Technologists may pretend to be led by a utilitarian, computational logic devoid of superstition, but make no mistake: There is a prophetic belief system embedded in the technologies and business plans coming out of Google, Uber, Facebook, and Amazon, among others.

It is a techno-utopian and deeply anti-human sensibility, born out of a little-known confluence of American and Soviet New Age philosophers, scientists, and spiritualists who met up in the 1980s hoping to prevent nuclear war — but who ended up hatching a worldview that’s arguably as dangerous to the human future as any atom bomb.

I tell the story in my new book, Team Human, because it’s one I have yet to see documented anywhere else. I pieced it together through interviews with some of the people involved in the Esalen “track two diplomacy” program. The idea was to forge new lines of communication between the Cold War powers by bringing some of the USSR’s leading scientists and spiritualists to the Esalen Institute to mix with their counterparts in the United States. Maybe we all have common goals?

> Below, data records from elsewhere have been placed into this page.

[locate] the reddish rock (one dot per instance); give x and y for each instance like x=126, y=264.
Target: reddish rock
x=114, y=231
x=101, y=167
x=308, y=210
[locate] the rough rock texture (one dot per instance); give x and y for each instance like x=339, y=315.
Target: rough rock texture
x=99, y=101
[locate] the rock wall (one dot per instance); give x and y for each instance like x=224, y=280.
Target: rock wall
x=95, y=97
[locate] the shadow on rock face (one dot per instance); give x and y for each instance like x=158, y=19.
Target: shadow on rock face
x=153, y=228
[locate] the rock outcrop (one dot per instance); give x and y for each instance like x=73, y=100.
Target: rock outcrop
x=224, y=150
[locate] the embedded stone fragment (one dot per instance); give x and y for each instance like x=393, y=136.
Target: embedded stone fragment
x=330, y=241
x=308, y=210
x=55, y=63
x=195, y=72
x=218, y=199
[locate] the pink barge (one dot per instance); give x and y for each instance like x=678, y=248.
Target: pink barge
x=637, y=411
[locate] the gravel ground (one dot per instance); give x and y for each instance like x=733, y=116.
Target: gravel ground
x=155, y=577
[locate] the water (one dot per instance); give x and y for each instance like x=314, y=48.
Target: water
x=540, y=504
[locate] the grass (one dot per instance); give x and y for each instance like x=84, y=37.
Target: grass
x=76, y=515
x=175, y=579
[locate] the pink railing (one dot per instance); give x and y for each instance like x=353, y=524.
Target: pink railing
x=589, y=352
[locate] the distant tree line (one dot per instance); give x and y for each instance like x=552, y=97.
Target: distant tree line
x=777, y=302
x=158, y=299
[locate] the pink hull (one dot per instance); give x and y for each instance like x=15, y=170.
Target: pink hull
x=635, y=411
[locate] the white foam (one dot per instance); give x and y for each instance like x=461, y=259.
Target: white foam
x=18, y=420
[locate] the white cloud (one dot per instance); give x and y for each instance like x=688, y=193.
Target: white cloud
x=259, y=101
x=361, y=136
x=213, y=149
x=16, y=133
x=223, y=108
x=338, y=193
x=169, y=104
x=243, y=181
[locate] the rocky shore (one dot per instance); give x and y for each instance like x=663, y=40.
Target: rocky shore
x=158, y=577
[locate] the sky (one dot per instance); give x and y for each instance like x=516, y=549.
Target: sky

They set up a series of events at Esalen’s Big Sur campus, where everyone could hear about each other’s work and dreams at meetings during the day and hot tub sessions into the night. That’s how some of the folks from Stanford Research Institute and Silicon Valley, who would one day be responsible for funding and building our biggest technology firms, met up with Russia’s “cosmists.” They were espousing a form of science fiction gnosticism that grew out of the Russian Orthodox tradition’s emphasis on immortality. The cosmists were a big hit, and their promise of life extension technologies quickly overtook geopolitics as the primary goal of the conferences.

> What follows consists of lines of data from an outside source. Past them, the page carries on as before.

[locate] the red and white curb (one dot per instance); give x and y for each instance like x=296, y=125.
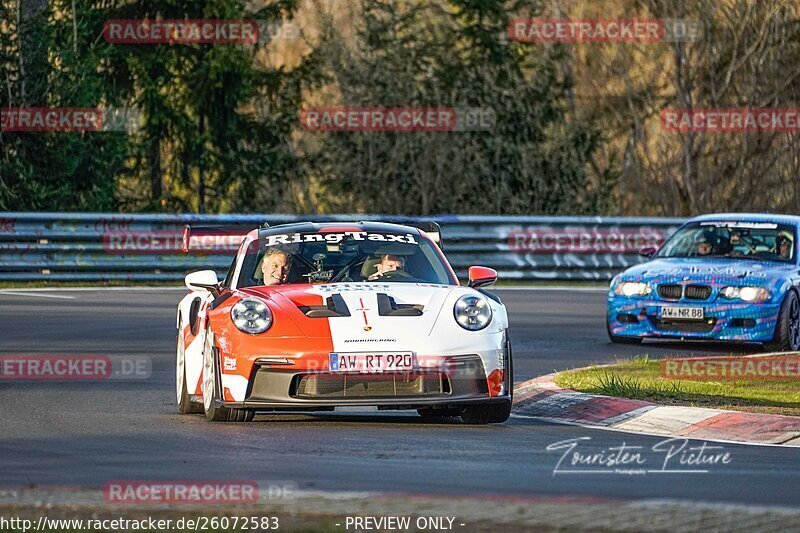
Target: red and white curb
x=542, y=398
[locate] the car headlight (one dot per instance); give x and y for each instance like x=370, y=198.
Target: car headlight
x=748, y=294
x=632, y=288
x=251, y=316
x=472, y=312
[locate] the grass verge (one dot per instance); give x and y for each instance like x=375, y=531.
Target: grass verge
x=640, y=378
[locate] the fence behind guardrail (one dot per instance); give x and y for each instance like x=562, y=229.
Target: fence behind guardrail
x=103, y=247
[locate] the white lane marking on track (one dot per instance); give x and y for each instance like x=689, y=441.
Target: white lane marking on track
x=646, y=433
x=19, y=293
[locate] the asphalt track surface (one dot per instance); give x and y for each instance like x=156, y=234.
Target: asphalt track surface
x=89, y=433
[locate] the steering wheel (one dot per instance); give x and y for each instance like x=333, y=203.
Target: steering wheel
x=390, y=275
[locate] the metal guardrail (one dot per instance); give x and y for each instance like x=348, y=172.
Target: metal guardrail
x=75, y=246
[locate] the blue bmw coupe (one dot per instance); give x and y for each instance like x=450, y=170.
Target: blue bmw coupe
x=727, y=277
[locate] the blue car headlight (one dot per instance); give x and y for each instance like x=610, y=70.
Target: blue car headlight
x=632, y=288
x=748, y=294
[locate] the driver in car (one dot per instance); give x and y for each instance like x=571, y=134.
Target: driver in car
x=388, y=263
x=783, y=245
x=275, y=266
x=703, y=244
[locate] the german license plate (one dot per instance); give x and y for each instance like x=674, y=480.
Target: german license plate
x=371, y=362
x=683, y=313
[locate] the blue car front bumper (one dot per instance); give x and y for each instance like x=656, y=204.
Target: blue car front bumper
x=723, y=321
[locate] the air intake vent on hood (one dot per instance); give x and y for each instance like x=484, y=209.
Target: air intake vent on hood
x=335, y=306
x=388, y=307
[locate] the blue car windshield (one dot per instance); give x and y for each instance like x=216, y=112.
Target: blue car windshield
x=759, y=241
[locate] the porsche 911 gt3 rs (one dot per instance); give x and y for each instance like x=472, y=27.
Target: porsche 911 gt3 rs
x=323, y=316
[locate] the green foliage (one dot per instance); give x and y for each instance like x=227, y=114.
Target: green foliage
x=533, y=161
x=56, y=171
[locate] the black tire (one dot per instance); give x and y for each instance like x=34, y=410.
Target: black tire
x=787, y=330
x=492, y=413
x=429, y=413
x=621, y=339
x=215, y=412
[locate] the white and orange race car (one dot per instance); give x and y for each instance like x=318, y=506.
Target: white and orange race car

The cosmists talked about reassembling human beings, atom by atom, after death, moving one’s consciousness into a robot and colonizing space. The cosmists pulled it all together for the fledgling American transhumanists: They believed human beings could not only transcend the limits of our mortal shell but also manifest physically through new machines. With a compellingly optimistic have-your-cake-and-eat-it-too gusto, the cosmists told America’s LSD-taking spiritualists that technology could give them a way to beat death.

Self-actualization through technology meant leaving the body behind — but this was okay since, in keeping with the gnostic tradition, the body was the source of human sin and corruption. The stuff robots and computers could reproduce was the best stuff about us, anyway.

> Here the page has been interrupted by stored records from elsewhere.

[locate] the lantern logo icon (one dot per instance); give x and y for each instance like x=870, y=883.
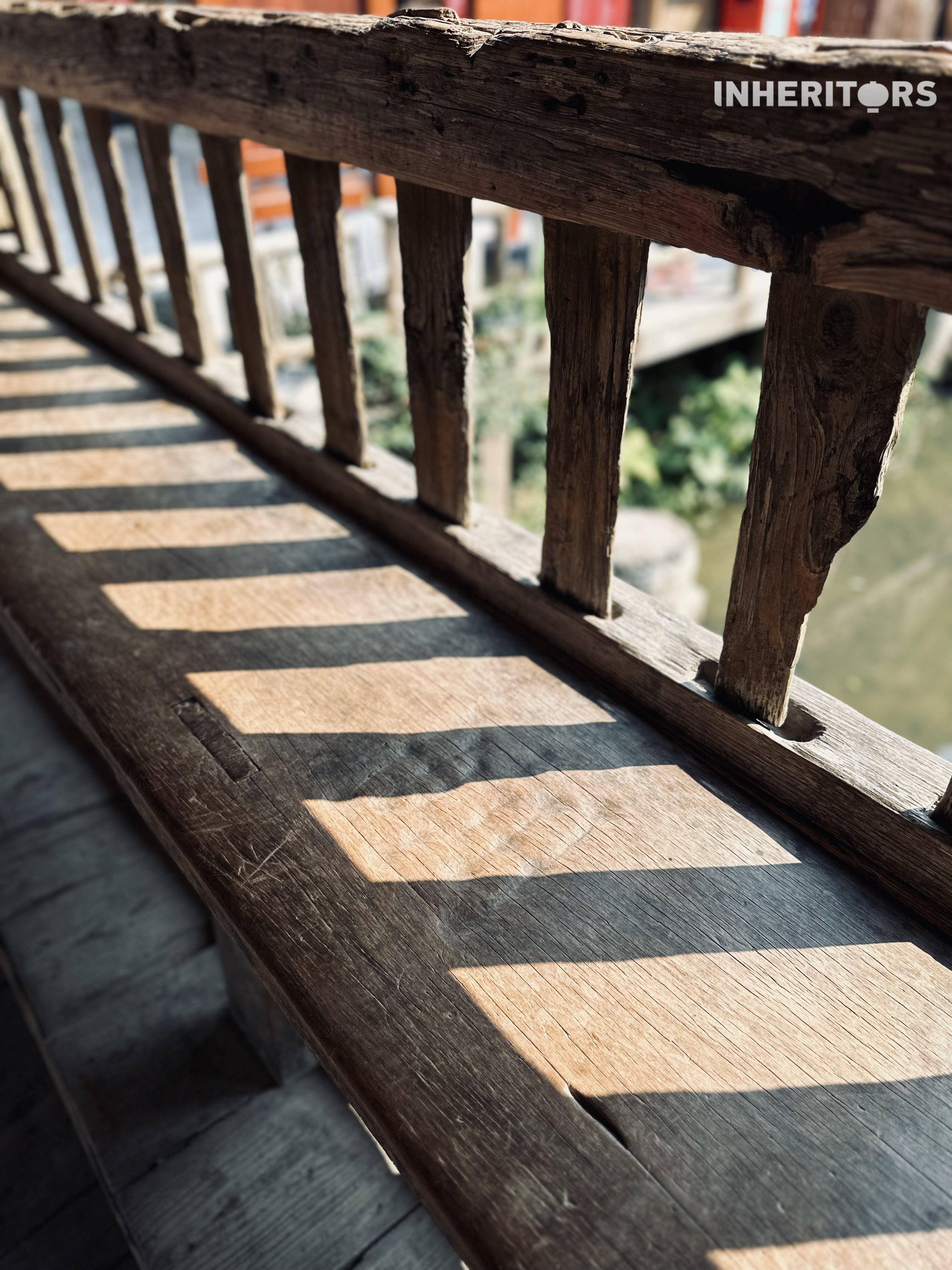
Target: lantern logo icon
x=873, y=96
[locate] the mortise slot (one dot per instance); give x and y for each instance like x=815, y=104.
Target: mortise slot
x=594, y=1108
x=220, y=743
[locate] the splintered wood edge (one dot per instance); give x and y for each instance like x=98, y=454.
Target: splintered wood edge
x=649, y=163
x=855, y=788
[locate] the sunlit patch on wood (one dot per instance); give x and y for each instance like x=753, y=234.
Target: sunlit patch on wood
x=440, y=694
x=904, y=1250
x=650, y=817
x=339, y=598
x=190, y=528
x=725, y=1023
x=206, y=461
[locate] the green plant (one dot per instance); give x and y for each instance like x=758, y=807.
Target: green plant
x=695, y=458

The idea that lit up the turned-on technoculture was that technology would be our evolutionary partner and successor — that humans are essentially computational, and computers could do computation better. Any ideas that could be construed to support this contention were embraced. And so Stanford professor René Girard — whose work had much broader concerns — was appreciated almost solely for his assertion that human beings are not original or creative but purely imitative creatures. And, even more thrilling to future tech titans like Peter Thiel, that the apocalypse was indeed coming, but it was the humans’ own damn fault.

No less popular to this day are the “captology” classes of Stanford’s B.J. Fogg, who teaches how to design interfaces that manipulate human behavior as surely as a slot machine can. According to the department’s website, “The purpose of the Persuasive Technology Lab is to create insight into how computing products—from websites to mobile phone software—can be designed to change people’s beliefs and behaviors.” Toward what? Toward whatever behaviors technologies can induce — and away from those it can’t.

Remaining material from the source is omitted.